Однако романтика канарейками не ограничивалась. На столе в расписном мезётурском кувшине красовался огромный букет полевых цветов. Причем не тех, что продаются на городских базарах и всегда напоминают мне медведей-попрошаек из зоологического сада. Это были настоящие цветы-дикари, которых горожанин не знает даже понаслышке. Растрепанные алые черноголовники, лиловый вербишник, крупные белые вьюнки, желтые, как сера, звездочки ослинника — все это в обрамлении пронзительно-зеленых листьев курослепа. Тот, кто собирал этот букет, не боялся забредать в воду по колено.

— Цветы собирал не я, а моя приемная дочка, — улыбнулся нотариус, словно прочитав мои мысли.

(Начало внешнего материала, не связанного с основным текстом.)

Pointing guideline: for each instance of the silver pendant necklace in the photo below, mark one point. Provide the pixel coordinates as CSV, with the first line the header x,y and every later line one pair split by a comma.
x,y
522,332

— Кто бы ни собирал, вкус у этого человека отменный. — Я сгреб в кучу облетевшие лепестки, прилагая все силы к тому, чтобы на сей раз нотариус не прочитал моих мыслей. Ибо думать я мог только одно: ну и странная, однако, деревня — на каждого барина по приемной дочке. Несчастный Турбок, должно быть, тоже называл Мари Маляршу приемной дочкой.

Поп нашел коньячную бутылку, в которой прошлым летом был «котнарь». Ныне в ней была абрикосовая палинка. Я отважно опрокинул стаканчик.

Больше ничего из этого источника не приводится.